Через минуту появилась Жанна – вся накрахмаленная, сияющая, свеженькая.
– Пожалуйста, коньячок, я сразу в графинчик налила, как вы любите, лимончик порезала, орешки, сигареты…
– Спасибо, милая! Чтоб я без тебя делал. Ух, смотри мне, проказница – генерал шутливо похлопал стюардессу – скинуть бы годков двадцать пять…
– Вы, я вижу, – обратился ко мне генерал – не очень удивлены происходящим. Это похвально. Но, позвольте полюбопытствовать, отчего?
– Пожалуйста. Собственно, – чему прикажете удивляться? Меня никто ни о чем не спрашивает, берут как чемодан, куда-то несут, везут, открывают, закрывают – вещам удивляться не положено, вот я и наслаждаюсь.

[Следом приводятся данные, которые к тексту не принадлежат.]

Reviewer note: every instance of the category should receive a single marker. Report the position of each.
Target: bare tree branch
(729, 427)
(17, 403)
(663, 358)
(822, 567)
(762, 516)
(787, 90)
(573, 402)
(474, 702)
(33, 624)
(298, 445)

– Вам не интересно, куда Вас везут, зачем, почему именно Вас?
– Если бы от меня что-нибудь зависело, а главное, – если бы я эту зависимость сознавал, ощущал связь с великой задачей, гордился бы этим доверием, – то да, конечно, было бы интересно. А так… сейчас мы пьем коньяк, а через пять минут меня поставят лицом к стене, отберут исподнее, что-нибудь еще сотворят на благо родины.
– Ну, зачем так. Вас ведь вежливо пригласили, по всей форме.
– Под конвоем-то… Ладно, спасибо за приглашение, хоть выпью доброго коньячку с вежливым товарищем генералом.
Мой собеседник широко улыбнулся – Спасибо за комплимент. Вы не стесняйтесь – пейте, закусывайте, а я меж тем доведу некоторые подробности.
Я кивнул, налил и приготовился слушать.
– Все просто. Нам нужен супер-лазер, самый мощный в мире, и мы хотим, чтобы Вы поучаствовали в его создании
– И все?
– Почти. Лазер этот особенный. Подробности здесь – тут генерал вынул из портфеля черную папку и помахал ею – Успеете ознакомиться. Мы знаем, что ваша группа умеет мощность вытягивать.